Subjects received either 6-OHDA lesions or sham lesions of the mPFC. After pretreatment with atropine sulfate (0.05 mg/kg, s.c.; Braun, Melsungen, Germany), the animals were anesthetized with sodium pentobarbital (60 mg/kg, i.p.; Narcoren, Merial, Hallbergmoos, Germany) and xylazine (4 mg/kg, i.m.; Rompun, Bayer, Leverkusen, Germany) and were secured in a stereotaxic apparatus with atraumatic ear bars (Kopf Instruments, Tujunga, USA). The skull was exposed, and two small holes were drilled bilaterally above the target region. For DA depletions of the mPFC, animals received bilateral injections of 6 μg 6-OHDA hydrochlorid (Sigma-Aldrich, Steinheim, Germany) in 0.4 μl saline containing 0.01 % ascorbic acid (Sigma-Aldrich, Steinheim, Germany), using a 1-μl Hamilton syringe, at the following coordinates: AP + 3.0 mm; ML ± 0.8 mm; DV − 4.5 mm and −3.5 mm (tooth bar at −3.3 mm below interaural line according to the atlas of Paxinos & Watson, 1998). Sham controls received injections of 0.4 μl saline containing 0.01 % ascorbic acid at the same coordinates. Infusion time was 2 min, and the needle was left in place for an additional 5 min to allow for diffusion. After surgery, rats received an injection of 2 ml saline and an analgesic drug (Rimadyl; Pfizer, Karlsruhe, Germany; 4 mg/kg, s.c.).

Histology

Tyrosine hydroxylase (TH) immunohistochemistry was used to assess the exact location and extent of the loss of DA terminals within the mPFC. On completion of the behavioral testing, animals were euthanized by an overdose of isoflurane (Abbott, Wiesbaden, Germany) and were perfused transcardially with 0.01 % heparin sodium salt in phosphate-buffered saline (PBS) followed by 4 % paraformaldehyde in PBS. The brains were removed, postfixed in paraformaldehyde for 24 h, and dehydrated in 30 % sucrose for at least 48 h. Coronal brain sections were cut (30 μm; Microm, Walldorf, Germany) in the region of the mFPC. The slices were initially washed in TRIS-buffered saline (TBS; 3 × 10 min), treated for 15 min with TBS containing 2 % hydrogen peroxide and 10 % methanol, washed again in TBS (3 × 10 min), and then blocked for 20 min with 4 % natural horse serum (NHS; Vector Laboratories, Burlingame, CA) in TBS containing 0.2 % Triton X-100 (TBS-T; Sigma Aldrich). Slices were incubated overnight at 4 °C in a primary antibody (mouse, anti-TH, 1:7,500 in TBS-T containing 4 % NHS; Immunostar, Hudson, WI), then washed in TBS-T (3 × 10 min) and incubated in a secondary antibody (horse, antimouse, rat-adsorbed, biotinylated IgG (H + L), 1:500 in TBS-T containing 4 % NHS; Vector Laboratories) for 90 min at room temperature. Using the biotin-avidin system, slices were washed in TBS-T containing the avidin–biotinylated enzyme complex (1:500, ABC-Elite Kit; Vector Laboratories) for 60 min at room temperature, washed in TBS (3 × 10 min) and stained with 3,3′-diaminobenzidine (DAB Substrate Kit, Vector Laboratories). The brain slices were then washed in TBS (3 × 10 min), mounted on coated slides, dried overnight, dehydrated in ascending alcohol concentrations, treated with xylene, and finally coverslipped using DePex (Serva, Heidelberg, Germany). To determine the size and placement of the lesions, the TH-immunoreactivity was analyzed under a microscope, with reference to the atlas of Paxinos and Watson (1998).

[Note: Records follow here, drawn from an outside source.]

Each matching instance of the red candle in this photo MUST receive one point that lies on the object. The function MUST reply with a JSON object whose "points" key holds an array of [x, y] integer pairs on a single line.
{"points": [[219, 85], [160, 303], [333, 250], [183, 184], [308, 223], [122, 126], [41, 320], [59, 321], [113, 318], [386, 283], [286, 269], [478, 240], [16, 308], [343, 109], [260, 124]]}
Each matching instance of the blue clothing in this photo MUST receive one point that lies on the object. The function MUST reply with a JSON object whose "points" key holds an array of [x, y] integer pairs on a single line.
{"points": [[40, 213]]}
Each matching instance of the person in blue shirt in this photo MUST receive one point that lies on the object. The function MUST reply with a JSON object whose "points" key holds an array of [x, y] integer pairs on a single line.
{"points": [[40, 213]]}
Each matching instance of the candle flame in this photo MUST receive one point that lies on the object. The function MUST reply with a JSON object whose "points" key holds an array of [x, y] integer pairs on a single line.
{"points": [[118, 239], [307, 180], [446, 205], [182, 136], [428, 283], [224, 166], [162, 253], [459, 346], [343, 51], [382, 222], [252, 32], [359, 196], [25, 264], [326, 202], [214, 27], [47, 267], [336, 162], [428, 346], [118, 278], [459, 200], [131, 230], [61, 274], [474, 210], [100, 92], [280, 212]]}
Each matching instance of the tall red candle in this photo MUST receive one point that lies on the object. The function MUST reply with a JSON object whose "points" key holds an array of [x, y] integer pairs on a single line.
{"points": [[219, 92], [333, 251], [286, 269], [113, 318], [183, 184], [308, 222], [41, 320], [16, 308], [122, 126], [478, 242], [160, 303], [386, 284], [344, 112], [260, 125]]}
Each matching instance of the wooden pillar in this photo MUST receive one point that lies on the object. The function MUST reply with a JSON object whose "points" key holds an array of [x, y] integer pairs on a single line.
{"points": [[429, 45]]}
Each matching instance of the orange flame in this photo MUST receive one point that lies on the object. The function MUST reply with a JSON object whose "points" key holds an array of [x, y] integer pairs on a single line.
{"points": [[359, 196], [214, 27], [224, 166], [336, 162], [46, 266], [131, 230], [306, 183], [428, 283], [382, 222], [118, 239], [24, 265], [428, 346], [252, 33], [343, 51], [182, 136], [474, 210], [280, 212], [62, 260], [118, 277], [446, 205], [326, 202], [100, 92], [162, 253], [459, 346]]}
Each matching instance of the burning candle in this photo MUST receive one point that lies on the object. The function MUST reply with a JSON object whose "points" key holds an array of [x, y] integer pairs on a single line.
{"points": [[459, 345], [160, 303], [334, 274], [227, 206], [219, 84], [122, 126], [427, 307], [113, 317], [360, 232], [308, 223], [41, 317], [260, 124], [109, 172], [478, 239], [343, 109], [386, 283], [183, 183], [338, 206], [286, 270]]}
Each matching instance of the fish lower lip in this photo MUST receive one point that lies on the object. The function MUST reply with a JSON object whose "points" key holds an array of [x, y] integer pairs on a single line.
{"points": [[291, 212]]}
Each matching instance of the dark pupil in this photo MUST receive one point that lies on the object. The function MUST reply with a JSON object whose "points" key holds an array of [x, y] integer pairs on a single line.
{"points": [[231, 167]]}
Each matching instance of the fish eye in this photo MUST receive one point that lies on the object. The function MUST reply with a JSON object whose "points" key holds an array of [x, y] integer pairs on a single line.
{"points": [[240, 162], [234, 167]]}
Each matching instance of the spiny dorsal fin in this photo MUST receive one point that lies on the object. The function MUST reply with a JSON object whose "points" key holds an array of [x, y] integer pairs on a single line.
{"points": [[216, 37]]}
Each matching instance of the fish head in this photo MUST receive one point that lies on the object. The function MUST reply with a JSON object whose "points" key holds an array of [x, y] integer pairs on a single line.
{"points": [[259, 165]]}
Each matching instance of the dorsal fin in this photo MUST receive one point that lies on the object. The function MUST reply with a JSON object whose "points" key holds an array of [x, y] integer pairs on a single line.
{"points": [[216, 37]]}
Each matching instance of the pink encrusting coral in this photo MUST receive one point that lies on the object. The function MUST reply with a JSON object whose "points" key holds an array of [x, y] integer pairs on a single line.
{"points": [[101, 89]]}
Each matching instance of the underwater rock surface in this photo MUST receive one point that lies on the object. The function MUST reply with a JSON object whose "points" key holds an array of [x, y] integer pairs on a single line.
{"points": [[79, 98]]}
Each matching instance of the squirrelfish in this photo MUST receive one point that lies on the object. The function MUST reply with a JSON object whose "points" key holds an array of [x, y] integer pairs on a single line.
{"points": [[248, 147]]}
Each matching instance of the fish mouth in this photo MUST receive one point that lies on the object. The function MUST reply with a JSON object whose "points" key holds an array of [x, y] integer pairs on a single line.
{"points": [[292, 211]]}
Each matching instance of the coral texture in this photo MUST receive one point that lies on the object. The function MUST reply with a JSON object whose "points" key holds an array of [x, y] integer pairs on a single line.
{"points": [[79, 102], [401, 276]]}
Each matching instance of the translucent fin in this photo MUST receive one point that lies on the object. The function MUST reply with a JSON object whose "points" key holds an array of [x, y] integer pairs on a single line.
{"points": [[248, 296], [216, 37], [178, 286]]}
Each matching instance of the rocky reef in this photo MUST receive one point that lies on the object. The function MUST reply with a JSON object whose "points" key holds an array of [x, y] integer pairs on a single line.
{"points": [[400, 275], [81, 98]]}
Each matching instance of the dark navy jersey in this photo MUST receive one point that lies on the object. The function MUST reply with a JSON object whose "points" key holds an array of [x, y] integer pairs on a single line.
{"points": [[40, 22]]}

Data analysis and statistics

Percentage choices of the large/risky reward lever and body weights are given as means ± standard error of the mean (SEM). Data were subjected to a repeated measures analysis of variance (ANOVA) with three within-subjects factors (block, days of testing, large reward probability condition) and one between-subjects factor (treatment). All statistical computations were carried out with STATISTICA (version 7.1, StatSoft, Inc., Tulsa, OK). The level of statistical significance (α-level) was set at p ≤ .05 (α-levels > .05 were designated as n.s., not significant).

Experiment 2

Unless otherwise noted, the same procedures as those in Experiment 1 were used.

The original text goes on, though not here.